Nanjing Jinling High School (南京市金陵中学 (Jīnlíng Zhōngxué), or Jin-Zhong/金中 for short) is a public high school located in Gulou District, Nanjing, Jiangsu, China.

==History==

Panorama of University of Nanking Middle School from 1925 to 1926. The buildings from left to right are: west teaching building, dormitory, bell tower, chapel, and east teaching building.

American missionaries of Methodist Episcopal Church in China founded Fowler Biblical School (汇文书院 (Huìwén Shūyuàn)) in 1888 and established its high school branch in 1890. Fowler Biblical School was reorganized as Jinling University (University of Nanking) since 1910 and the high school branch had been therefore called University of Nanking Middle School (金陵大学附属中学) and Jinling High School for short.

In 1937, the school was relocated to Chongqing due to the Second Sino-Japanese War. During the Nanking Massacre, the school's campus was part of the Nanking Safety Zone, where civilians were protected from the slaughter by Japanese troops. The school restored its operation in Nanjing in 1939, which was fully recovered in 1946 after the war.

The school's name was changed to Nanjing No. 10 Middle School (南京市第十中学) in 1951 following the merger with the High School Affiliated to Ginling College (金陵女子文理学院附属中学). The school's original name "Jinling High School" was restored in 1988 before the centennial anniversary.

Jinling High School International Department was established in 2008.

==Architecture==
Fowler Biblical School chapel (汇文书院钟楼), which is located on the main campus, was constructed in 1888 and rebuilt in 1917. It was the first 3-storey building in Nanjing. In 2006 it was recognized as a Major Sites Protected at the National Level as part of the former site of University of Nanking.

==Culture==
H. S. Thompson's "Annie Lisle", with lyrics written by Xiaoshi Hu, has been used as the official anthem of Jinling High School since the 1930s.

The school's motto is "Honesty, Truth, Diligence, Benevolence" (诚、真、勤、仁).

The school celebrates its anniversary on 2 October, a "Food Festival" (美食节) on 31 December and several Sports Days in October.

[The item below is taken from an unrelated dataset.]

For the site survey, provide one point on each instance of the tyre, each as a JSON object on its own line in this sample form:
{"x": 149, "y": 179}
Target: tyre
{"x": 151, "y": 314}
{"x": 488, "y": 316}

The school publishes several student-run campus magazines every quarter.

==Athletics==
The boys' soccer team has been the national champion for many times as early as the 1930s. The girls' basketball team has recently triumphed at the Asian championship and the National championship.

==Notable alumni==

- Li Yining, economist.
- Tian Gang, mathematician and leader of differential coefficient geometry.
- Gao Xingjian, Nobel Laureate in Literature.
- Qi Kang, member of the Chinese Academy of Sciences.
- Wu Zhonghua, physicist.
- Bao Zhenan, professor at Stanford University.

==Hexi campus==
Jinling High School Hexi Campus (金陵中学河西分校) is a private high school affiliated with Jinling High School. It is located in the Hexi region in Jianye District, near Nanjing Olympic Sports Center.